Mário Covas me disse, certa vez, pouco antes de assumir a Prefeitura de Manaus, que a autoridade executiva tem a obrigação de ir aos locais onde houver tragédia. É preciso ver de perto a extensão do problema e ouvir os moradores, dos quais surgem, muitas vezes, as possibilidades de solução.
Poucos dias depois de ter assumido a Prefeitura de Manaus, um desabamento na Constantino Nery, próximo ao HC Pneus, ameaçava levar toda a avenida. Fui ao local. No outro dia, uma amostra do solo estava sendo analisada para saber com precisão científica o que fazer. Os engenheiros me diziam que tal análise só poderia ser feita no Rio de Janeiro, consumindo dias preciosos. Descobri, por um morador, que a Andrade Gutierrez tinha um laboratório capaz de fazer essa análise em Manaus. Assim, conseguimos contornar o problema em tempo recorde.
Outra vez, em outro desabamento, desta vez na Luiz Antony, pouco tempo depois, fui um dos primeiros a chegar ao local. Ouvi um morador dizer: “Nessas horas, o FDP do prefeito não aparece”. Bati nas costas dele e disse: “Desculpe, amigo, mas desta vez o FDP do prefeito está aqui sim, ao seu lado. Vamos discutir o que fazer?”
Não houve uma tragédia no Município em que eu não estivesse ao lado da população, presente, levando a autoridade para perto do problema.
Estar presente é o mínimo. Essa distância olímpica das autoridades, diante da tragédia da cheia, me incomoda.
Saulo Fróes de Matos, 5 anos, é a primeira morte nesta enchente. Tinha todo um futuro pela frente. Podia ser agricultor, pescador, escritor, engenheiro, advogado, médico, poeta. Podia ser qualquer coisa. Agora não pode mais ser nada.
Em Itaramaty, por conta da cheia, uma senhora saiu de canoa em busca de alimento. Deixou uma criança sozinha em casa. Foi empurrada pela intuição para voltar mais cedo e chegou a tempo de afastar uma cobra que tentava atacá-la.
Apenas sobrevoar os locais inundados, fazendo cara de preocupado para as câmeras fotográfica e de vídeo, não adianta. É preciso estar presente.

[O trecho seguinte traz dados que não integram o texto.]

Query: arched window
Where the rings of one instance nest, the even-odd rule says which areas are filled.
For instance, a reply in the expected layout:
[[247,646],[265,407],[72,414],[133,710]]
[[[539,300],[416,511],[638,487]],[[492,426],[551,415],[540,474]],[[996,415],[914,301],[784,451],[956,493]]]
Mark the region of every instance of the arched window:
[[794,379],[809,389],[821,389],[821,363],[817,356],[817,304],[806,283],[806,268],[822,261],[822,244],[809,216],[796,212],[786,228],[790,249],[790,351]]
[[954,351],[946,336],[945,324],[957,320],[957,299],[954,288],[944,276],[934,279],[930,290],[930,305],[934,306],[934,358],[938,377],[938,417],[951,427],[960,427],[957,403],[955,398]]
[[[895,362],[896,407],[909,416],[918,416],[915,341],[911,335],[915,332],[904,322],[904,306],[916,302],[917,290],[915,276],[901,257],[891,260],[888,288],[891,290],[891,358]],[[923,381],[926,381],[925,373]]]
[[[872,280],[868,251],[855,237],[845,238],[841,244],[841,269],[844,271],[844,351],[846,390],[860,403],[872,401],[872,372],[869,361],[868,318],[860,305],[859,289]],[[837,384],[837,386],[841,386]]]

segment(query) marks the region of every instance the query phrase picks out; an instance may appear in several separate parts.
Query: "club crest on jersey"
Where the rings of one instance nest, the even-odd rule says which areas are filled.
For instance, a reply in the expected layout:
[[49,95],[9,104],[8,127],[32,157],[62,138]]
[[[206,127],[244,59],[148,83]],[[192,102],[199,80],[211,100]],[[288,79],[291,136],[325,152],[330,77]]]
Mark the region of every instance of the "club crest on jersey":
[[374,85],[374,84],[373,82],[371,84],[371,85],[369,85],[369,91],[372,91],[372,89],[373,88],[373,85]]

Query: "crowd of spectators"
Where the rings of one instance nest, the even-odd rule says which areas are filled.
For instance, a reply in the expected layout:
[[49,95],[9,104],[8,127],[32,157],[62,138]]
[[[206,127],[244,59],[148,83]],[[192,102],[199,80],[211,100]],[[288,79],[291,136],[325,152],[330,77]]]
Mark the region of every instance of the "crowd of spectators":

Aproveito a proximidade do Dia do Trabalho, que ocorreu sexta-feira, para dedicá-lo a Saulo Fróes de Matos. Essa é uma data que deve sempre ser comemorada sob o signo da luta. Saulo perdeu a vida inocente. Que essa vida, ceifada ainda em flor, sirva para chamar a atenção para a tragédia da enchente, que tantos de nós amazonenses estão vivendo e que reclama a atenção dos brasileiros.
PS: Ao professor José Ribamar Bessa, meu querido Babá, uma opinião muito fraterna. Sei de sua devoção à causa indígena, mas me sentiria muito mal se não expusesse minha solidariedade ao ex-presidente da Câmara dos Deputados, Aldo Rebelo, que é um homem de bem. Trata-se de alguém que pode pensar bem, para alguns, e pensar mal, para outros, mas sempre busca pensar o melhor para os brasileiros. Se tivesse que citar duas pessoas íntegras, neste momento, citaria, justamente, Babá e Aldo Rebelo.
Arthur Virgílio Neto é líder do PSDB no Senado.